C’est là que les régulateurs ont un rôle à jouer, pour définir le juste équilibre, à même d’assurer la libre diffusion des inventions dans la société et donc contribuer au cycle de l’innovation. Le principe d’un accès libre et ouvert à internet peut être vu comme de ces principes qui garantissent la diffusion d’inventions dans la société et partant assurent l’innovation.
N’est-il pas trop tard pour réguler les smartphones et trop tôt pour réguler les assistants vocaux ?
La réflexion de l’Arcep n’est pas focalisée sur un terminal en particulier. Ce qui est dit est qu’il faut commencer par poser des principes généraux ensuite procéder à leur application au fil de l’eau, avec une éventuelle différenciation par type de terminal si les problèmes posés et leur degré de maturité sont différents.
Ce qui compte, c’est bien d’afficher une ligne claire qui offre prévisibilité et sécurité aux acteurs économiques, quels qu’ils soient. Et si pour les assistants vocaux, cette ligne et ces principes conduisent à qu’ils s’organisent naturellement autour d’un cadre de « liberté de choix by design », ce sera tant mieux.
Par ailleurs, le caractère ciselé et flexible des propositions de l’Arcep ainsi que le risque élevé d’un marché oligopolistique des assistants vocaux, nous laissent penser que l’on n’interviendra jamais trop tôt ; que créer cet espace de dialogue que seul offre la régulation ex ante est sans doute même urgent. A l’inverse, il n’est jamais trop tard pour agir en faveur de la défense du libre arbitre des utilisateurs. Surtout si l’on pense que les smartphones ont encore un très grand avenir devant eux en complèment des assistants vocaux. Et d’autant plus lorsque l’on observe que c’est toute l’économie qui va s’organiser autour de nos points d’accès aux contenus en ligne.
En février, j’écrivais que « lorsque nous choisissons notre téléphone, nous subissons son système d’exploitation (iOS, Android ou hier Windows).
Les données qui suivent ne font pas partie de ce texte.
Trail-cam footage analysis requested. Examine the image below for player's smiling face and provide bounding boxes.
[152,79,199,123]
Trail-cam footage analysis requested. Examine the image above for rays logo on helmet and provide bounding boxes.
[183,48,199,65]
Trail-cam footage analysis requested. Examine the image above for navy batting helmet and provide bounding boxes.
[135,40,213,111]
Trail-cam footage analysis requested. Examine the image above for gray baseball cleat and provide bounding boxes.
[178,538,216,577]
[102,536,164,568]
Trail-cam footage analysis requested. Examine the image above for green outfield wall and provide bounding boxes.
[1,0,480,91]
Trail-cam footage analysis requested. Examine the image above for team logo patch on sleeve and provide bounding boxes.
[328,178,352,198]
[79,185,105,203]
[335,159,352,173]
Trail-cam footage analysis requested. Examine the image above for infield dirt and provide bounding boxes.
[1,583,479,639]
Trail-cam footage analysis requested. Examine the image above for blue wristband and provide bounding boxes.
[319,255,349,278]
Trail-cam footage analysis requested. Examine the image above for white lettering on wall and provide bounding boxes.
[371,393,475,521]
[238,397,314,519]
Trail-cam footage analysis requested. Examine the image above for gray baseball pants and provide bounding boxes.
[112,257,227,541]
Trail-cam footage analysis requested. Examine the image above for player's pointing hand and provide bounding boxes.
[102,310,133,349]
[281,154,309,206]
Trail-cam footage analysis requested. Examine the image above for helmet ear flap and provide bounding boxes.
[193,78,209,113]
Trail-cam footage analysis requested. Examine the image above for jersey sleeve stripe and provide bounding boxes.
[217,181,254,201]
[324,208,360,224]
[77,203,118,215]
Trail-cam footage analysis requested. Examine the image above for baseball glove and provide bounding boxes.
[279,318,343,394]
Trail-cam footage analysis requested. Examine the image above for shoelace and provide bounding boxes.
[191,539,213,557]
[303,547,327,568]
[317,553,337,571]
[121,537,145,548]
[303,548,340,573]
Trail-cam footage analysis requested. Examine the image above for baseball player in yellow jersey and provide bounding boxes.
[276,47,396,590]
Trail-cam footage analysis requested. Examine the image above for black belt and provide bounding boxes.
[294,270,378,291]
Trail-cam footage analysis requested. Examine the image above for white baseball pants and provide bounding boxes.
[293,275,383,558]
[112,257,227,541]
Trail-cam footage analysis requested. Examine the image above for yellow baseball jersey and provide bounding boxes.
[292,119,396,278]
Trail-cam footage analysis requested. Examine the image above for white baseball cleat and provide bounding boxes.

Et à partir de là, nous nous engageons sur un chemin potentiellement fléché, que l’on choisisse un restaurant, une marque de lessive ou un film au cinéma. » Je décrivais une réalité teintée notamment par l’arrivée sur le marché d’une enceinte connectée n’accueillant qu’un service de musique. Et quelque part, cette réalité d’alors (d’il y a quelques mois seulement) était en deçà de celle que nous connaissons aujourd’hui, moins de six mois après.
On ne pouvait pas forcèment imaginer que si vite des distributeurs de l’agroalimentaire et des grands médias allaient s’allier avec les fabricants des assistants vocaux. Ce que l’on écrivait était quelque part bien en-deçà des partenariats déjà en préparation. Et nul ne sait, hormis les acteurs du secteur eux-mêmes, ce qui est en cours d’élaboration. C’est une asymétrie d’information à laquelle nous sommes naturellement confrontés en tant que régulateur et que nous avons appris à réduire lorsque nous disposons d’outils adaptés.